Frontegg.ai is now available in Beta Get started
Blog

Build an AI Chatbot with Gradio, Hugging Face, Pytorch

Thinking about creating an AI chatbot? Overwhelmed by the number of tools out there purporting to do this? Whether you want to take control and fully customize the chatbot to your particular use case/company/product or otherwise, this step-by-step guide will show you how to get up and running without wasting time.

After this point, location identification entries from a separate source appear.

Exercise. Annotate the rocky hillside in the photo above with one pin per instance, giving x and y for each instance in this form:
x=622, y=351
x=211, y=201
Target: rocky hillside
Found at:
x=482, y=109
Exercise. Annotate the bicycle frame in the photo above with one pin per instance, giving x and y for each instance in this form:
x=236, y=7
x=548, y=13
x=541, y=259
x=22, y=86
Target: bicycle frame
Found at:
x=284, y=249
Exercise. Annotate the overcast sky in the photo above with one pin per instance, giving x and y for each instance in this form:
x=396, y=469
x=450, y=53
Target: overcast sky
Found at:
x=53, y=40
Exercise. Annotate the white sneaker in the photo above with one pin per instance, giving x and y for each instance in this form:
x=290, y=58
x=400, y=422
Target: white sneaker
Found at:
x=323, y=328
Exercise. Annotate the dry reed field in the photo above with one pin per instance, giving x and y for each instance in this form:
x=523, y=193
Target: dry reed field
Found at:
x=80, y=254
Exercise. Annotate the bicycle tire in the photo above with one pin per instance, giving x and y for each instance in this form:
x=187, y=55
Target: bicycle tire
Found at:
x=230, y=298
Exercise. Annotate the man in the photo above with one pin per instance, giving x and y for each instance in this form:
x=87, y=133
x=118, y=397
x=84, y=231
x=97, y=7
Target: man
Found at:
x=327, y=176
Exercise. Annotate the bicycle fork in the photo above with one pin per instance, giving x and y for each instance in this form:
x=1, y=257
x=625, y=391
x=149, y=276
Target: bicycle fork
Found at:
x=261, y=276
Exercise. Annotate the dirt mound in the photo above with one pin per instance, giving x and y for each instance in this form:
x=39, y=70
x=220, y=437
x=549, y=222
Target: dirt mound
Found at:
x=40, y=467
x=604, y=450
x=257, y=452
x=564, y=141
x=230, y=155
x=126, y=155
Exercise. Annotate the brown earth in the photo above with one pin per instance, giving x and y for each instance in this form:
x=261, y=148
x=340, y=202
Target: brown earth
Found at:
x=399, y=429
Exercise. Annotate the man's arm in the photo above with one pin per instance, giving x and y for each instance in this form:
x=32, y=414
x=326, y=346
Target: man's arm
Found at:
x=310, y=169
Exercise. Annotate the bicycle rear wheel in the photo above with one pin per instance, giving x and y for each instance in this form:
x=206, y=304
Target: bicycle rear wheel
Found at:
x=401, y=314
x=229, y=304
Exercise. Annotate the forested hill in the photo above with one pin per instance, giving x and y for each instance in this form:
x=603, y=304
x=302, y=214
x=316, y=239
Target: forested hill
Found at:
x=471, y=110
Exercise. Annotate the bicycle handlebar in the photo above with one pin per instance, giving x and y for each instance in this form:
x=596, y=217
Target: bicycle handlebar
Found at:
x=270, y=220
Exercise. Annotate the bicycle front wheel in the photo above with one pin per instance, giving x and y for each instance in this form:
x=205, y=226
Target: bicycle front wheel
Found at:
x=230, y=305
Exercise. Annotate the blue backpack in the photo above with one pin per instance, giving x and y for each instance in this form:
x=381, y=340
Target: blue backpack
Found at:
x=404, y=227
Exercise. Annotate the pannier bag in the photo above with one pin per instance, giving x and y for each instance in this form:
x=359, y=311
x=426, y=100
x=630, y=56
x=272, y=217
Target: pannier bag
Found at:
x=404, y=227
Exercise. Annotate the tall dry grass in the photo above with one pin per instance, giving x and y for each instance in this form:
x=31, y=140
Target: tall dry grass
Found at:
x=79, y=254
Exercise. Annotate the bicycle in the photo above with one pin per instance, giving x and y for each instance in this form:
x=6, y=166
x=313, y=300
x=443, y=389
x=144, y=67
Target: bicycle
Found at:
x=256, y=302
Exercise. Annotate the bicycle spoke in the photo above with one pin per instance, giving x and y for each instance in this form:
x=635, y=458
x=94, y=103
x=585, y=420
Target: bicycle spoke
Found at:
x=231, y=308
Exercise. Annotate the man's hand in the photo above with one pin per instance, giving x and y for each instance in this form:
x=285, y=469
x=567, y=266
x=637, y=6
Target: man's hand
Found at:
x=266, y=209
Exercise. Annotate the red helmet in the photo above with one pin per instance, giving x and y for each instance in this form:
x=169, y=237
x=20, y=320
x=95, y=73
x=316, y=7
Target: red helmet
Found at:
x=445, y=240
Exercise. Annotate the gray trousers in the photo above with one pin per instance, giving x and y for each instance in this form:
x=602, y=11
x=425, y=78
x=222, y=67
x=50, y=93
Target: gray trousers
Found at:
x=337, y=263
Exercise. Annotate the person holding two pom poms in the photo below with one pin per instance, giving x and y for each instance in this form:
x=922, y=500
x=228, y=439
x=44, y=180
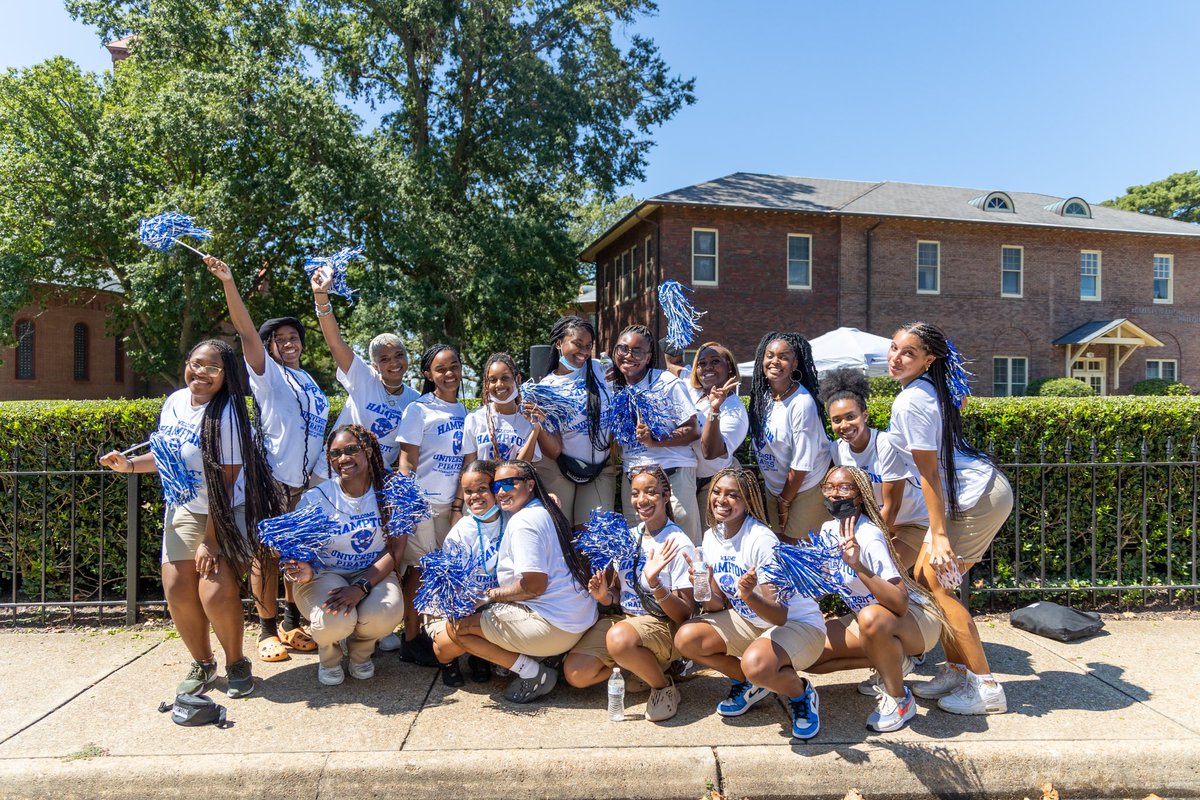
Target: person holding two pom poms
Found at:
x=787, y=429
x=967, y=497
x=655, y=597
x=294, y=411
x=352, y=593
x=220, y=483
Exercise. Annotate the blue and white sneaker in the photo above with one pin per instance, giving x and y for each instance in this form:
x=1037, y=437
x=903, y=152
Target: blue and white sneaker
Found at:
x=889, y=713
x=805, y=714
x=742, y=696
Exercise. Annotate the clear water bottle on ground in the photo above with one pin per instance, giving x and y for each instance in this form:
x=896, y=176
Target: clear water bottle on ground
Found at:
x=617, y=696
x=700, y=588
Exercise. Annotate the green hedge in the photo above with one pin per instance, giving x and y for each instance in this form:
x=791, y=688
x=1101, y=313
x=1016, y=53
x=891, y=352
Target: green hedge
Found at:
x=1023, y=433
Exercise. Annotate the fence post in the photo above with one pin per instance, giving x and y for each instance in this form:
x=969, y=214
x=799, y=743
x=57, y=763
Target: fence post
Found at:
x=131, y=548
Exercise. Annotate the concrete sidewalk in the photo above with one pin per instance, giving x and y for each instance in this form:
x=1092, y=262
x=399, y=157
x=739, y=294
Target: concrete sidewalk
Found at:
x=1114, y=716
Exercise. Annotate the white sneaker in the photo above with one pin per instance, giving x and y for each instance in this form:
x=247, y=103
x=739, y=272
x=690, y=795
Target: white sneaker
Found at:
x=976, y=697
x=874, y=681
x=948, y=679
x=330, y=675
x=364, y=671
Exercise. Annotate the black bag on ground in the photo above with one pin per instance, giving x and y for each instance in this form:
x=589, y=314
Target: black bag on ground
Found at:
x=193, y=710
x=1056, y=621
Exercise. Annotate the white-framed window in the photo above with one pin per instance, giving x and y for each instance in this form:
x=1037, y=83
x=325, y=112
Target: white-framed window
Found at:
x=1012, y=271
x=1009, y=376
x=1164, y=278
x=799, y=262
x=929, y=268
x=703, y=257
x=1164, y=368
x=1089, y=275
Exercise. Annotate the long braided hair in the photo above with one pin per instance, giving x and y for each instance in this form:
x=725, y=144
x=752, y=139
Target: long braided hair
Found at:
x=562, y=329
x=748, y=485
x=579, y=566
x=805, y=374
x=263, y=499
x=379, y=473
x=871, y=509
x=936, y=344
x=618, y=378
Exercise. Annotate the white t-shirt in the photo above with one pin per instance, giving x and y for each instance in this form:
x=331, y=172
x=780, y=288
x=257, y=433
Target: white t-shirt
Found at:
x=671, y=395
x=735, y=423
x=883, y=463
x=576, y=438
x=359, y=540
x=181, y=420
x=793, y=438
x=754, y=546
x=373, y=407
x=513, y=431
x=293, y=408
x=435, y=426
x=917, y=425
x=483, y=539
x=531, y=545
x=673, y=576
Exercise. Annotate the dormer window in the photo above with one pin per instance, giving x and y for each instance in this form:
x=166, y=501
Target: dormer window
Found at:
x=995, y=202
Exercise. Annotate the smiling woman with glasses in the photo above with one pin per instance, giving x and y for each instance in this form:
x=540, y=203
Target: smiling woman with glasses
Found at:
x=541, y=606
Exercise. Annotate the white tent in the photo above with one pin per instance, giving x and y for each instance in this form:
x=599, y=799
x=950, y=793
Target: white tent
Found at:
x=844, y=347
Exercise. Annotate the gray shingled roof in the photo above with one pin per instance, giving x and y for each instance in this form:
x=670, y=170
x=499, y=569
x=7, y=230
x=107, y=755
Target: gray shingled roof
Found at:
x=916, y=200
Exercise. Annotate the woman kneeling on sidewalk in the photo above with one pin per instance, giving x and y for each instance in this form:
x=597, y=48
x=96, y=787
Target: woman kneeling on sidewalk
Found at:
x=748, y=633
x=654, y=602
x=353, y=594
x=541, y=606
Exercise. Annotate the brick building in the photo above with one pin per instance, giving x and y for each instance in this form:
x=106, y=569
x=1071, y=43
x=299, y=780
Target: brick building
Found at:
x=1029, y=286
x=64, y=350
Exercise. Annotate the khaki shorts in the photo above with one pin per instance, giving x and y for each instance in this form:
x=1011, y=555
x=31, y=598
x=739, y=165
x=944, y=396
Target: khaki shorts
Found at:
x=430, y=534
x=519, y=629
x=802, y=643
x=930, y=629
x=971, y=536
x=184, y=530
x=807, y=512
x=579, y=499
x=657, y=636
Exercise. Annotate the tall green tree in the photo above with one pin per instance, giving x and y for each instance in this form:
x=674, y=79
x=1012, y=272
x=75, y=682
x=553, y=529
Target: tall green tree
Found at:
x=1176, y=197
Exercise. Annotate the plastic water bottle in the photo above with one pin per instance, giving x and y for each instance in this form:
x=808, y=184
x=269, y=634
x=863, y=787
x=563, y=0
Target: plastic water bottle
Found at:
x=700, y=588
x=617, y=696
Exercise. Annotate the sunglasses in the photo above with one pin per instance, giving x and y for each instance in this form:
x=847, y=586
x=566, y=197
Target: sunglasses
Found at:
x=507, y=483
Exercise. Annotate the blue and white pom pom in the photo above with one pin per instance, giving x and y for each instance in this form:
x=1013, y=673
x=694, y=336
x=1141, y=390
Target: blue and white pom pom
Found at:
x=682, y=317
x=957, y=377
x=407, y=503
x=336, y=264
x=629, y=407
x=607, y=540
x=805, y=570
x=451, y=583
x=179, y=483
x=163, y=232
x=301, y=535
x=557, y=409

I’ve been exploring various AI tools, mostly as a hobby with a few professional POCs mixed, for almost a decade now and the technology has been through tons of ups and downs, but the volatility due to the flood of everyone trying to get in on the AI game from the last few years has been something different. With the fear of getting left behind driving a lot of tools entering the market, the promises have often failed to deliver.

However, thanks to the wonderful work from the folks over at Hugging Face and their library of AI models, datasets, and their open-source libraries, taking the first steps into the craziness that is the AI world, has been a much, much better experience and a little less overwhelming.

And, I’m here to share that knowledge with you. I’ll walk you through creating an AI chatbot backed by whatever model you want from Hugging Face. Then, you’ll be able to demo different models, learn a tiny bit about the AI behind the scenes, and have the foundation to launch from there or take it further and customize to your liking. Let’s get started!

Prereqs

This guide will be working in python due to the ubiquity of its use in AI/ML/Data Science, but you should also be aware that there are ways that you can connect what we’ll build to other languages and frameworks, but the details are for another article.

If you’re already familiar with pip and virtual environments feel free to skip ahead to the next section.

If you’re not familiar, then here’s just a quick primer on pip and virtual environments. 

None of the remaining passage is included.